Diagnostic Test: Study of humoral immunity

Study type

Observational

Funder types

Industry
Other

Identifiers

NCT04056598
SAIRB-17-0087

Details and patient eligibility

About

This will be an investigation to determine the quality of the serological immune responses against Propionibacterium acnes (P. acnes) in acne patients compared to healthy individuals. In particular, the investigators will measure serum antibody titers against P. acnes surface antigens, and the efficiency of antibody-mediated phagocytic killing of P. acnes.

Full description

Acne vulgaris, which affects >85% of teenagers and >10% of adults, was recently re-defined as a complex chronic disease associated with Propionibacterium acnes (P. acnes).
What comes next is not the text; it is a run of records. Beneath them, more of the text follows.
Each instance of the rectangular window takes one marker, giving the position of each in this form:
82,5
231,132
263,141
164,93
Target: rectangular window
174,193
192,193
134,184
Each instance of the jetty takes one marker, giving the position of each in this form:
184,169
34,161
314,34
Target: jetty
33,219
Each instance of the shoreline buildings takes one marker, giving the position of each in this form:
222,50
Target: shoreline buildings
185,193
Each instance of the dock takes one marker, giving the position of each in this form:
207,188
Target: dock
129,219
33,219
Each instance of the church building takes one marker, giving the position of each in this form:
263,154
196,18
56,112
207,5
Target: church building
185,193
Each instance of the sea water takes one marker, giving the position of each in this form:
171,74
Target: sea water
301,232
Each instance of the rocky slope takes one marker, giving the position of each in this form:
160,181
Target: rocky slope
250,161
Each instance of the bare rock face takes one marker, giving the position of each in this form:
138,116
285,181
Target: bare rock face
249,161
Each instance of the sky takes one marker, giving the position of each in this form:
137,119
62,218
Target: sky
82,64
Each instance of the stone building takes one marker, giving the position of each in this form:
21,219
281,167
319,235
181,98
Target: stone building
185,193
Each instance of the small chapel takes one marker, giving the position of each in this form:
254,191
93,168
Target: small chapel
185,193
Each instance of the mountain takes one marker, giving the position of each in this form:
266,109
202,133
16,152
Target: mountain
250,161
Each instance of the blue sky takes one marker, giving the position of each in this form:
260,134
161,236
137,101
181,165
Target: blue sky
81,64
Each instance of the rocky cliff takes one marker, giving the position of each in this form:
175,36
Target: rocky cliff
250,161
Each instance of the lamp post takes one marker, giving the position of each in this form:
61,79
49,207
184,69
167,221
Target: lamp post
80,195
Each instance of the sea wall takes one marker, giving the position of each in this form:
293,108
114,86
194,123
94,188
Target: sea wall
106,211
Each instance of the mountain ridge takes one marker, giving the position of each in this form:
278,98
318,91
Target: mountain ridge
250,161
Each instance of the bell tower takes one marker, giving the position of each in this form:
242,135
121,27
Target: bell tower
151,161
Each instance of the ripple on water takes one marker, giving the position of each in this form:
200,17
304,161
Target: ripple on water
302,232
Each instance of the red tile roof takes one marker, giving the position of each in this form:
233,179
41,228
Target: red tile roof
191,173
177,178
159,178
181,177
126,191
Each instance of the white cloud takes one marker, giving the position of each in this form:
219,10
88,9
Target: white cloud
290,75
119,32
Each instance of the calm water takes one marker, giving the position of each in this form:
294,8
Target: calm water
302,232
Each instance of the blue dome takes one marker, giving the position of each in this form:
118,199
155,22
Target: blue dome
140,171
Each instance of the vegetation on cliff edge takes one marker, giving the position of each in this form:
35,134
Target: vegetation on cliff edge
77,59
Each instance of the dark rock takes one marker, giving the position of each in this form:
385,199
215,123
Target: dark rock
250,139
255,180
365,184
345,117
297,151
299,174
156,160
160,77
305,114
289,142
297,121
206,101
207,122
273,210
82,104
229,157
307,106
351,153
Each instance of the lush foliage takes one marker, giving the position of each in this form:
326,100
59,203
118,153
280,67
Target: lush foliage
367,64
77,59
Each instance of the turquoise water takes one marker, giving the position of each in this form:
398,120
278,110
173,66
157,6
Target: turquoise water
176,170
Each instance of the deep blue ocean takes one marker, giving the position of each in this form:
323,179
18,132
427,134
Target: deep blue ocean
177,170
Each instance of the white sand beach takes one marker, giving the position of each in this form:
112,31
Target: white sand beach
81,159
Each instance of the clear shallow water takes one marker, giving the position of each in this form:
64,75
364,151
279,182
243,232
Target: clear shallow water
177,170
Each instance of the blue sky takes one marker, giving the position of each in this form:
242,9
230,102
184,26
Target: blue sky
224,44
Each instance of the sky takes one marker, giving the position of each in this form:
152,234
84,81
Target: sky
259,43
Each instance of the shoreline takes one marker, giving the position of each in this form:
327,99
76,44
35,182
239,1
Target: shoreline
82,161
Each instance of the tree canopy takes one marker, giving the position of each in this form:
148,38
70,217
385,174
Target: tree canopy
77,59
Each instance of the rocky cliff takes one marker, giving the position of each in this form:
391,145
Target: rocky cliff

Until recently, the pathogenic role of bacteria Propionibacterium acnes (P. acnes) has been debated due to the fact that this bacterium is also found, although in lower density, on the skin of healthy individuals. However, in the last few years, genomic sequencing and the comparative analysis of >250 P. acnes strains revealed the existence of the strains prevalently associated with severe cases of acne. In the study that analyzed more than 200 clinical isolates, it was found that 75% of the P. acnes strains that were isolated from acne lesions of acne patients, belonged to genetic type I-IA and that this group also represented 85% of the antibiotic resistant P. acnes strains isolated in the course of the study. This provided the first clear evidence for the virulent potential of P. acnes, that has been previously suspected also in some cases of eye, bone and post-operative infections. More recent research studies have identified additional virulent strains which can be distinguished based on the ribosomal DNA analysis.

Although these genetic studies have revealed the existence of virulent P. acnes strains, it is not yet clear how these strains promote disease pathogenesis and symptoms, and whether the host immune response either exaggerates or ameliorates the disease. In particular, there have been no systematic studies regarding the role of a central immunity in the protection against this pathogen.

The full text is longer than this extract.